My roommate has three cats, all aggressively friendly and as stubborn as tiny mules. Last night, for example, they all curled up in my room, intending to spend the night there. I had different plans. I’ve mediated enough of their nighttime spats and picked up enough fallen books to banish them to the living room.
Salem was on board with this right away — she can take a hint. The Bandersnatch was displeased but eventually deigned to leave. And Crookshanks … oh, Crookshanks. The guy is either a seriously deep sleeper or a seriously good actor. After I’d spent several minutes nudging him, blowing in his face, and clapping my hands, he finally rolled over onto his front, where I could pick him up and haul him out.
It’s a similar process when I want to use the cats’ obstacle course — a.k.a. the kitchen table — to take photographs. I can’t turn my back for a second, or else they’ll be on the table sniffing my setup. I have to get everything together in one trip, then snap pictures wildly, pausing only to clap my hands several times or blow in the kids’ faces.

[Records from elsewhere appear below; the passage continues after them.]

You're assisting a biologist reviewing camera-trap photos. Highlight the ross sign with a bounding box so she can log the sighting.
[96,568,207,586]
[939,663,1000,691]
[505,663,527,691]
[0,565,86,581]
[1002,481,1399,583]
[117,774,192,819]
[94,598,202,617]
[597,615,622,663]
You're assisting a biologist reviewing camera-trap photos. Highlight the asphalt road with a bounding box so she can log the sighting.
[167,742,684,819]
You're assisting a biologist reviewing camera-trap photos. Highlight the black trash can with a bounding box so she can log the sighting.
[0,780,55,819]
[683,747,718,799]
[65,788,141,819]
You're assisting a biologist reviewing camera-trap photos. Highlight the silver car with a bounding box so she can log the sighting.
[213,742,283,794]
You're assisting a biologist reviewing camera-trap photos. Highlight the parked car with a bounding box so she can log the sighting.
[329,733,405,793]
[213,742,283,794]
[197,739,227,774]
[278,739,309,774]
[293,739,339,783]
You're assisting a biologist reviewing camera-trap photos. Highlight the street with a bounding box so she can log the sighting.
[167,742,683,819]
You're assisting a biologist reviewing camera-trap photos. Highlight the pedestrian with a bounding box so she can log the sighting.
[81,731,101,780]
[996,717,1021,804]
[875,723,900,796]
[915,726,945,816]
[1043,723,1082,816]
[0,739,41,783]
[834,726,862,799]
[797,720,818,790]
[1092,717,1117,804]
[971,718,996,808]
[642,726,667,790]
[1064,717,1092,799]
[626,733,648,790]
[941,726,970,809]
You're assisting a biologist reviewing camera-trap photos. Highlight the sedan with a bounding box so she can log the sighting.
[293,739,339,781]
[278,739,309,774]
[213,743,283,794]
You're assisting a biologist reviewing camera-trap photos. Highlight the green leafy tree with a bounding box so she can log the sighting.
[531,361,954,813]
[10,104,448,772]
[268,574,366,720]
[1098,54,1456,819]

Is this food photography or jungle photography? Sometimes I’m not sure.
The dough for this bread can be thrown together in five minutes, dumped in the fridge, and forgotten for up to 18 hours. When you’re ready to bake it, just pull it out, plop it on a preheated pizza stone or dutch oven, and bake until golden brown. There’s no kneading, no proofing, no waiting around for the dough to double twice. It’s that easy, and that delicious: soft and flavorful on the inside, with a thick, crunchy crust. If you want to tell your dinner guests how you made it, feel free to amaze them. Or let them think you’ve spent weeks nurturing the perfect pâte fermentée. It’s your choice, really.
Overnight artisan bread
(Taken from The Baker Chick)
- 3 c. all-purpose flour
- 1/2–1 tsp. yeast
- 1–3 tsp. salt
- 1-1/2 c. warm water
- Combine all ingredients in large bowl. Cover with plastic wrap and place in fridge.
- Eight to 18 hours later, remove dough from fridge. Place pizza stone in oven, with baking tray below. Preheat to 450°F.
- Form dough into ball and place on hot pizza stone. Pour 1–2 c. water into hot baking tray and immediately close oven door.
- Bake 40–45 minutes, or until bread is golden brown and sounds hollow when tapped from underneath. (If you like, open oven door 2–3 times during baking to spritz more water on the pizza stone. Alternately, to avoid the hot water method, bake bread inside dutch oven or other covered ovenproof dish. With this method, bake covered for 30 minutes and uncovered for 15.)
- Cool, slice, and enjoy. Bread is best the day it’s made. Alternately, store in sealed container for 2–3 days.